Re: find-all and empty strings
Posted: Fri Apr 09, 2010 9:28 am
by Lutz
Unfortunately this strategy will swallow legitimate empty strings, if they follow each other. This example will produce the same result:
Code: Select all
{Ten Thousand,10000, 2710 ,,,,,,,"10,000","It's ""10 Grand"", baby",10K}
Re: find-all and empty strings
Posted: Fri Apr 09, 2010 9:56 am
by Fritz
Lutz wrote:Unfortunately this strategy will swallow legitimate empty strings
Yep, I have made an error: I did not took into account difference between starting search position and actual offset of the found item:
Code: Select all
(set 'offset 0 'lst '())
(while (set 'offset (find {(^|(?<=,))("(([^"]|"")*)"|([^",]*))}
{Ten Thousand,10000, 2710 ,,,,,,,"10,000","It's ""10 Grand"", baby",10K} 0 offset))
(set 'offset (+ offset (length $0)))
(if (and lst (= (list offset $0) (last lst)))
(inc offset)
(push (list offset $0) lst -1)))
(silent
(println "--- Found: " (length lst) " ---")
(map println lst))
Re: find-all and empty strings
Posted: Fri Apr 09, 2010 12:02 pm
by Lutz
Checking the previous offset seems to be sufficient to detect the loop condition, as it implies that a length zero string was found at the same offset.
This is how it will be implemented in C in the next development version:
Code: Select all
(set 'offset 0 'lastOffset 0 'lst '())
(while (set 'offset (find {(^|(?<=,))("(([^"]|"")*)"|([^",]*))}
{Ten Thousand,10000, 2710 ,,,,,,,"10,000","It's ""10 Grand"", baby",10K} 0 offset))

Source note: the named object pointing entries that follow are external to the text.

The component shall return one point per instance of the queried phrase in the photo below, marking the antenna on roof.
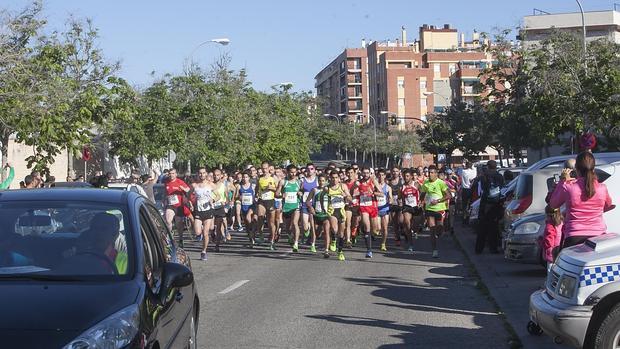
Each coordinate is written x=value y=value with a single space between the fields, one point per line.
x=540 y=12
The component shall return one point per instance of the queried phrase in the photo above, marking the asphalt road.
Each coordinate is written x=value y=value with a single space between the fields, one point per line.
x=276 y=299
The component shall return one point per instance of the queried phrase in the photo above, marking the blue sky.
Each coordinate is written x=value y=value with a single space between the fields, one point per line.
x=275 y=40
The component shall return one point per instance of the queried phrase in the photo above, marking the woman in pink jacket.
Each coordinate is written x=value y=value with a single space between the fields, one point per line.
x=585 y=198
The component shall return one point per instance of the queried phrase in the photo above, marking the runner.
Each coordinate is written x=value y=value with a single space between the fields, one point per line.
x=203 y=209
x=383 y=203
x=220 y=200
x=317 y=204
x=289 y=190
x=435 y=194
x=413 y=217
x=308 y=184
x=369 y=190
x=176 y=190
x=265 y=207
x=352 y=209
x=245 y=195
x=396 y=215
x=338 y=195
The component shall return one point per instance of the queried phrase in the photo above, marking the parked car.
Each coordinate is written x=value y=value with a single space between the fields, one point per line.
x=92 y=268
x=521 y=243
x=579 y=305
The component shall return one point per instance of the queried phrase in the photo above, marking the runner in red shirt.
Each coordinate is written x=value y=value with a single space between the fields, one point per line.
x=176 y=190
x=369 y=189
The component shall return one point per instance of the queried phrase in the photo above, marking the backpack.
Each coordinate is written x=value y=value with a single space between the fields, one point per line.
x=492 y=189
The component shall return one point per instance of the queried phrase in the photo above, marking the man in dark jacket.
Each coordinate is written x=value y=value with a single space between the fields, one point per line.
x=491 y=207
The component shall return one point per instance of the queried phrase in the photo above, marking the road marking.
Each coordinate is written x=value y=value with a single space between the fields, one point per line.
x=234 y=286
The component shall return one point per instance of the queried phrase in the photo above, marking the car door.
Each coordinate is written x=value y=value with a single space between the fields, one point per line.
x=178 y=302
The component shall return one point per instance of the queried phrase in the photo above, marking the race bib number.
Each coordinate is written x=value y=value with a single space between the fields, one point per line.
x=173 y=200
x=337 y=202
x=246 y=199
x=381 y=200
x=203 y=204
x=411 y=200
x=365 y=200
x=290 y=198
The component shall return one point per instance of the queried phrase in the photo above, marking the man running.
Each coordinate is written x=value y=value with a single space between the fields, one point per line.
x=265 y=206
x=308 y=183
x=436 y=195
x=203 y=209
x=220 y=200
x=245 y=194
x=413 y=216
x=339 y=196
x=176 y=190
x=289 y=189
x=352 y=209
x=317 y=203
x=369 y=190
x=383 y=203
x=396 y=215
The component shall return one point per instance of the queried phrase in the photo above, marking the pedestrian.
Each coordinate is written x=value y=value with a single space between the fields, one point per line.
x=585 y=200
x=490 y=211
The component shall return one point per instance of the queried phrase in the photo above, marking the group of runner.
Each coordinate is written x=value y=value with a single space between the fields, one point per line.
x=307 y=204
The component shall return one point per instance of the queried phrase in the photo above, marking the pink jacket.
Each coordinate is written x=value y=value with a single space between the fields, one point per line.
x=582 y=217
x=551 y=239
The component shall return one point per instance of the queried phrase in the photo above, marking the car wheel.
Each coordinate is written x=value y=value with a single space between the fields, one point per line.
x=608 y=333
x=192 y=343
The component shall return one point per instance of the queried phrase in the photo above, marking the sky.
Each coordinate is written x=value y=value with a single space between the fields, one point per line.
x=276 y=41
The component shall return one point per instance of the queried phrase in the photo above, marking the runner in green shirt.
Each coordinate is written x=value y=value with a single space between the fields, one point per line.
x=435 y=195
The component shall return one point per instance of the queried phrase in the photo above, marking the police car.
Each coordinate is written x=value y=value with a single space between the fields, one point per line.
x=580 y=304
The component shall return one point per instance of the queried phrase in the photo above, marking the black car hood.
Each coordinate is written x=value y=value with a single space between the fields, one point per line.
x=55 y=306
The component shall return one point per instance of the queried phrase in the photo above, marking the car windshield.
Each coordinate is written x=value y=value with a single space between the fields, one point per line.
x=74 y=240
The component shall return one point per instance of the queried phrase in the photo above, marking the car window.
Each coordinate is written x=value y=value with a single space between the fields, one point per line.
x=161 y=230
x=83 y=240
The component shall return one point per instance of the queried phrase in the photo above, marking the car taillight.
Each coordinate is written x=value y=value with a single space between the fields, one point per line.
x=524 y=204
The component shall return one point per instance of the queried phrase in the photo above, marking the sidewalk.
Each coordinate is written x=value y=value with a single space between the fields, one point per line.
x=510 y=285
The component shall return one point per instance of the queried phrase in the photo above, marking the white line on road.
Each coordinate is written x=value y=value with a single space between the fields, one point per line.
x=234 y=286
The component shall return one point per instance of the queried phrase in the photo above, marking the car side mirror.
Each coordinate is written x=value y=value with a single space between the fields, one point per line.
x=177 y=275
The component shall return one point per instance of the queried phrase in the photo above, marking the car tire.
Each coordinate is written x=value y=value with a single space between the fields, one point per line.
x=608 y=333
x=192 y=342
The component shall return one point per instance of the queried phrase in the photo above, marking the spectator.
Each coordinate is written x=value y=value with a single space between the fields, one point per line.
x=490 y=211
x=585 y=200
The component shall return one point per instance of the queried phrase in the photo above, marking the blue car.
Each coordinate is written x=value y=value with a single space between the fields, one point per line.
x=92 y=268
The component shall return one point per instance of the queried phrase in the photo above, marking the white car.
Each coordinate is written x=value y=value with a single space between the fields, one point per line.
x=580 y=304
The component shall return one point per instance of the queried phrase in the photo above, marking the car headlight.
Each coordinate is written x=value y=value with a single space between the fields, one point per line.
x=116 y=331
x=527 y=228
x=566 y=286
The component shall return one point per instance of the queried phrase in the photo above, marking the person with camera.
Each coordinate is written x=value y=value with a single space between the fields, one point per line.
x=491 y=206
x=585 y=201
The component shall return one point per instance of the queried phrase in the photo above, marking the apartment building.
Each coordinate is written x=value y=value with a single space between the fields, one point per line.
x=342 y=85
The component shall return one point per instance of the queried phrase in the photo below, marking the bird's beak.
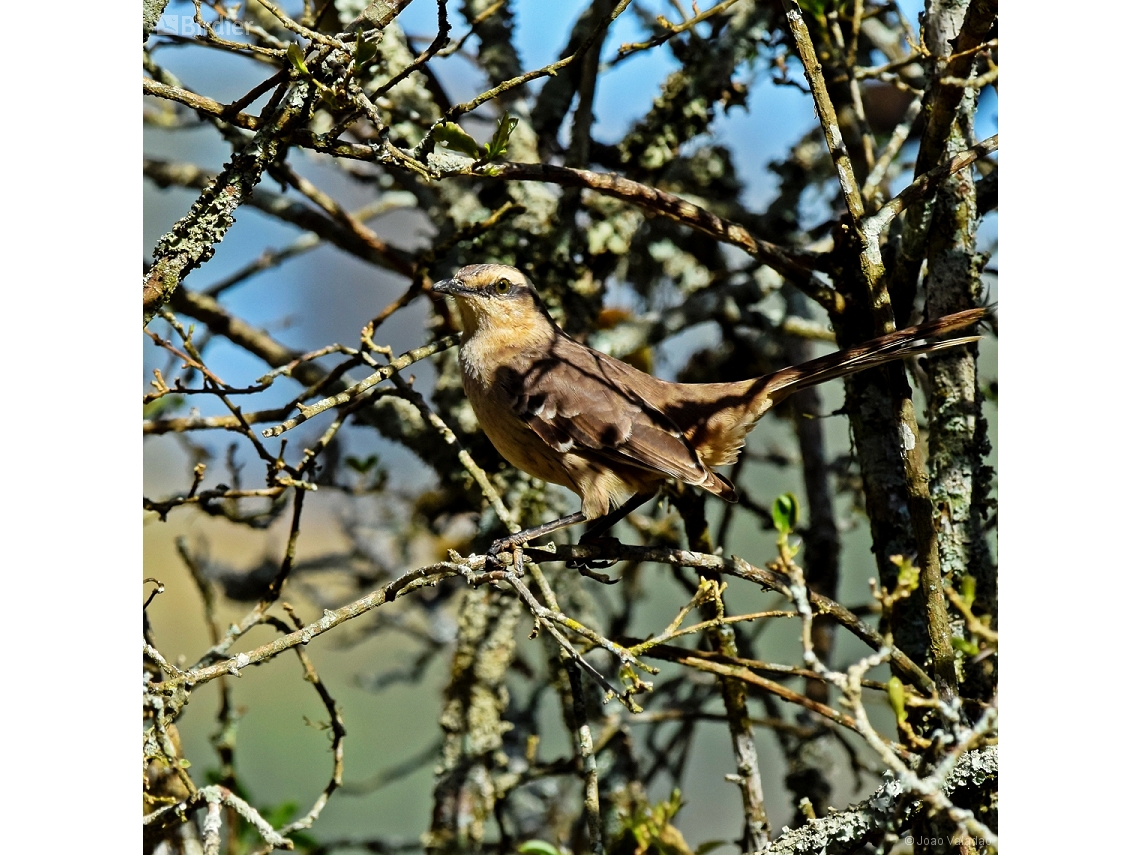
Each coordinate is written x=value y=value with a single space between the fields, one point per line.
x=448 y=286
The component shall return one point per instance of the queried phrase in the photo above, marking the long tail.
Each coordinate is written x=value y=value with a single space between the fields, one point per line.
x=717 y=416
x=912 y=341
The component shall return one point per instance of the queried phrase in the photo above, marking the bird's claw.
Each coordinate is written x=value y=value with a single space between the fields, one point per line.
x=586 y=567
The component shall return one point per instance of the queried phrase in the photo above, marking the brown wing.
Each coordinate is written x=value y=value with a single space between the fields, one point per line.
x=576 y=399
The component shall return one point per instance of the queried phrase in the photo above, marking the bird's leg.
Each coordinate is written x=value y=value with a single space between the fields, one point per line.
x=595 y=534
x=602 y=524
x=520 y=537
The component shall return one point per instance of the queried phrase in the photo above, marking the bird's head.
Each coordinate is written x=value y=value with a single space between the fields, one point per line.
x=495 y=296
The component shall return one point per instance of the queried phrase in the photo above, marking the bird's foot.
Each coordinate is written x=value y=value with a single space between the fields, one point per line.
x=587 y=567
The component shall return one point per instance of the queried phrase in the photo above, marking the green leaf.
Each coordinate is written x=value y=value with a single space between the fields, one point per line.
x=497 y=146
x=162 y=406
x=786 y=513
x=538 y=847
x=897 y=697
x=364 y=53
x=457 y=139
x=364 y=465
x=296 y=57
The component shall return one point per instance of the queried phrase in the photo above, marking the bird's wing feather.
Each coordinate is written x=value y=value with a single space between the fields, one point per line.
x=587 y=406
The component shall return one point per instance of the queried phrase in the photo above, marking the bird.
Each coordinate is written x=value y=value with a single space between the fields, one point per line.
x=571 y=415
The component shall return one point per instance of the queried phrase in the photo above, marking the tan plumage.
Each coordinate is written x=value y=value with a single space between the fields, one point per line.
x=571 y=415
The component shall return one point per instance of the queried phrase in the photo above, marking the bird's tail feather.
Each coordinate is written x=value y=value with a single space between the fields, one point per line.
x=912 y=341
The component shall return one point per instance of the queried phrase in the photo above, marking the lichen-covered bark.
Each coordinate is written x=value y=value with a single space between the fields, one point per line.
x=472 y=722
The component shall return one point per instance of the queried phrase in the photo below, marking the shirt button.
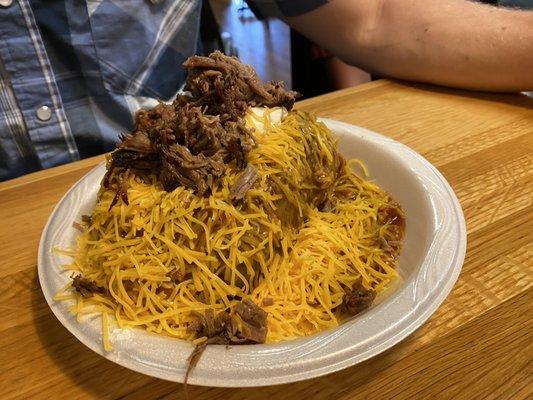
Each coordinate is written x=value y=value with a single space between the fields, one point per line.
x=43 y=113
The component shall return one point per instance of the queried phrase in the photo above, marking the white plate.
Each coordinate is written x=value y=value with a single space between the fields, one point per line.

(set 'offset (+ offset (length $0)))
(if (= offset lastOffset)
(inc offset)
(begin
(set 'lastOffset offset)
(push $0 lst -1))))
... so far it has passed all tests.
Re: find-all and empty strings
Posted: Fri Apr 09, 2010 12:26 pm
by Fritz
As far as I can see, we will not be able to locate two different strings (empty and non-empty) at the same offset.
Code: Select all
(find-all "((?<=FILE:)[0-9]*)|(sample.gif)" "FILE:sample.gif")
But, probably, there will be no such situations in real life.